The Pacific Biological Laboratories fell victim to a fire in 1936 that also destroyed numerous manuscripts and Ed Rickett's private library. Fortunately, he had already sent the manuscript of his marine biology book Between Pacific Tides to Stanford University for printing . The first edition of this work, which is still used today as a standard manual at various universities, appeared in 1939. The Sea of ​​Cortez (1941) was the result of a joint research trip with Steinbeck to the Gulf of California . In later editions, Ricketts' research, which makes up an essential part of this book, was temporarily pushed into the background, but was later returned to its original place.

After Ricketts' marriage to his first wife Anna, with whom he had three children, failed, he lived with Toni Jackson before he married Alice Campbell in early 1948. He died a few months later after his car was hit by a train. Another planned trip with John Steinbeck did not materialize.

Although Ricketts never reconstructed many manuscripts that were burned in 1936, a collection of his scholarly works was published in 1978 under the title The Outer Shores . Two of the species he discovered, the spider crab Pycnogonum rickettsi and the Catriona rickettsi were named after him, as was the boat "RV Ed Ricketts" and the "Ricketts Row" in Pacific Grove.
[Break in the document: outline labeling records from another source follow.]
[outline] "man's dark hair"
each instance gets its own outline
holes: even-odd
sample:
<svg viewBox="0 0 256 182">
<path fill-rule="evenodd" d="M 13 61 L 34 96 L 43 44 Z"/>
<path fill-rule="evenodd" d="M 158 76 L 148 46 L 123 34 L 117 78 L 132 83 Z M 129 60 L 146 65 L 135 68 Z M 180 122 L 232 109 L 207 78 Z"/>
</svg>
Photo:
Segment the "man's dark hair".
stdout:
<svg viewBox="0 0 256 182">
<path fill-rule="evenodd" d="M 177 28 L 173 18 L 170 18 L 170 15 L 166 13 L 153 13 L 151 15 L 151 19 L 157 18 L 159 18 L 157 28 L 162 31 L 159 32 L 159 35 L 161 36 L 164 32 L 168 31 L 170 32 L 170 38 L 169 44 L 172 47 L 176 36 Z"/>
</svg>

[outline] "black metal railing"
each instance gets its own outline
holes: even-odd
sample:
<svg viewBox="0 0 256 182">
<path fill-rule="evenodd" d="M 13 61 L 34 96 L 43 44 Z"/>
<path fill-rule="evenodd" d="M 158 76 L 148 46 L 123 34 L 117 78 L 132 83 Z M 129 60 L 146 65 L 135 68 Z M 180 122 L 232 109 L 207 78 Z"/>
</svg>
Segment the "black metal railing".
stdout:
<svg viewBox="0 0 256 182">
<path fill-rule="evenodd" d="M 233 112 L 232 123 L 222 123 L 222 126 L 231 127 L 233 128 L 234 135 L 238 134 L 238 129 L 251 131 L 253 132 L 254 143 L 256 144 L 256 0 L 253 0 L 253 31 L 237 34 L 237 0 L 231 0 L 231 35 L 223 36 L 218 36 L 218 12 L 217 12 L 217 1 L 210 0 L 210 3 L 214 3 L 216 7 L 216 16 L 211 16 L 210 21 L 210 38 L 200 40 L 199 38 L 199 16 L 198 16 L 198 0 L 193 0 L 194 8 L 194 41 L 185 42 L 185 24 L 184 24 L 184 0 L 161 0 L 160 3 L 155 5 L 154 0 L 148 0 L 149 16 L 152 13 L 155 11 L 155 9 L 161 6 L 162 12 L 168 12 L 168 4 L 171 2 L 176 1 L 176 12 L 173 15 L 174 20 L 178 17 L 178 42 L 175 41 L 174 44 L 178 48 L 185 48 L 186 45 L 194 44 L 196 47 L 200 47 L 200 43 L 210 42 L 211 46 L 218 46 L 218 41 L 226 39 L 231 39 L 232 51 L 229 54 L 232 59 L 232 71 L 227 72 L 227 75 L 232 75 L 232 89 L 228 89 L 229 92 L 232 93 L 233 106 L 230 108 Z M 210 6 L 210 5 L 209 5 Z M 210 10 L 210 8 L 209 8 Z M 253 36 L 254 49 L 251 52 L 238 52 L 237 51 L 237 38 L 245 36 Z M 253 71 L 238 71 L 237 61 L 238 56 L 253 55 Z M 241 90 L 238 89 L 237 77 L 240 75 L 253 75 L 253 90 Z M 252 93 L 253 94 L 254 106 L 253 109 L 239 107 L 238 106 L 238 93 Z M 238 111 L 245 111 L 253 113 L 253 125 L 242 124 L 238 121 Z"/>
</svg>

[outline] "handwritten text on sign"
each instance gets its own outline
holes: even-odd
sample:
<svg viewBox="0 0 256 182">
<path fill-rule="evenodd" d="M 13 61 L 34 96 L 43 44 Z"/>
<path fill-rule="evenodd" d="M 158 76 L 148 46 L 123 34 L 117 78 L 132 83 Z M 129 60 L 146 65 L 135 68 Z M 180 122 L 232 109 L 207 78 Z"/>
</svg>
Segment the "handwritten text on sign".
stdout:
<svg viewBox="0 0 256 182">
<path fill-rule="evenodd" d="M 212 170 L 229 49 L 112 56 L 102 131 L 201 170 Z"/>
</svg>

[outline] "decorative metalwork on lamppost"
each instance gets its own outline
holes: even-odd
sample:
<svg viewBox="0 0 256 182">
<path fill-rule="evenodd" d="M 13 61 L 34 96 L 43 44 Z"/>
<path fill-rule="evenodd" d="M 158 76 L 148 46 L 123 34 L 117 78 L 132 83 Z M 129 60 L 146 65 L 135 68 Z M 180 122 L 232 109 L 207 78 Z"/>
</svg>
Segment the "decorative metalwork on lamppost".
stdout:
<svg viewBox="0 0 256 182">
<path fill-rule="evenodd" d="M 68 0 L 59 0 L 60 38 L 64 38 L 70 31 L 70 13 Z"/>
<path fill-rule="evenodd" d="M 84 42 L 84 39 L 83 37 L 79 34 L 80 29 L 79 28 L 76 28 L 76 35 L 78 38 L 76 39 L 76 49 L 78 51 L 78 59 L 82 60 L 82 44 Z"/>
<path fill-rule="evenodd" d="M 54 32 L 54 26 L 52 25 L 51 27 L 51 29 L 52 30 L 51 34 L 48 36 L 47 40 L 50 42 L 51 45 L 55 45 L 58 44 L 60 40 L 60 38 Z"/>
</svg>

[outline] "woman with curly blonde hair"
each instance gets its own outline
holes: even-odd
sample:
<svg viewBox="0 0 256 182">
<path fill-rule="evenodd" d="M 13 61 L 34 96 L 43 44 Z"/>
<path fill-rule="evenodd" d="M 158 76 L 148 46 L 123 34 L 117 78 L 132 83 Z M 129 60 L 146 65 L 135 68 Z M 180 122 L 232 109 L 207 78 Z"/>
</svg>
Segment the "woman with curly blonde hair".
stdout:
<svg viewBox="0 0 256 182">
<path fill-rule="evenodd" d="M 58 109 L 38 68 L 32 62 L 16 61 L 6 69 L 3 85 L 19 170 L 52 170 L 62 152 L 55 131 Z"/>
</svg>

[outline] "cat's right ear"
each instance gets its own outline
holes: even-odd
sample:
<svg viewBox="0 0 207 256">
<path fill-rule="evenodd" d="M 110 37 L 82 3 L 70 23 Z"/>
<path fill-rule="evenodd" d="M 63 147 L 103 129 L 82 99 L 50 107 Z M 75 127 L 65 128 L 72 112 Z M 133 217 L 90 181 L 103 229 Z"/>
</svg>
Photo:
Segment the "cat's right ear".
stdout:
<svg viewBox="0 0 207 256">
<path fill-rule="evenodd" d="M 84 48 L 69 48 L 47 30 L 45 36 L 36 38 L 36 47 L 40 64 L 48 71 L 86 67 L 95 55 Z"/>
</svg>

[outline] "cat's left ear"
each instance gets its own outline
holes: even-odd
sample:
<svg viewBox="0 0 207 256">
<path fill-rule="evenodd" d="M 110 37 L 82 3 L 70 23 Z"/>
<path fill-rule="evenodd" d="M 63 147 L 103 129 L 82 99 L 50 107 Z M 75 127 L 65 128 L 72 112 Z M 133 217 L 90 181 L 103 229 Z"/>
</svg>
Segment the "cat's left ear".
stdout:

Ricketts as a literary figure

Ed Ricketts and his Pacific Biological Laboratories can be found in the novels Cannery Row ( Cannery Row ) and Sweet Thursday ( blissful Thursday ) again. Steinbeck depicts the main character Doc based on his friend's example. As a writer, he was aware that this image was mostly his own idea of ​​Ricketts, not the real person. Hence the dedication to Sardine Street : “To Ed Ricketts; He knows why, maybe not ”(" For Ed Ricketts who knows why or should. ").

Figures in other works by Steinbeck are also inspired by Ed Ricketts. This applies to the characters of Jim Casy in The Grapes of Wrath (The Fruits of Wrath ), Doctor Burton in In Dubious Battle ( Stormy Harvest ) or Doctor Winter in The Moon is Down ( The Moon went down ).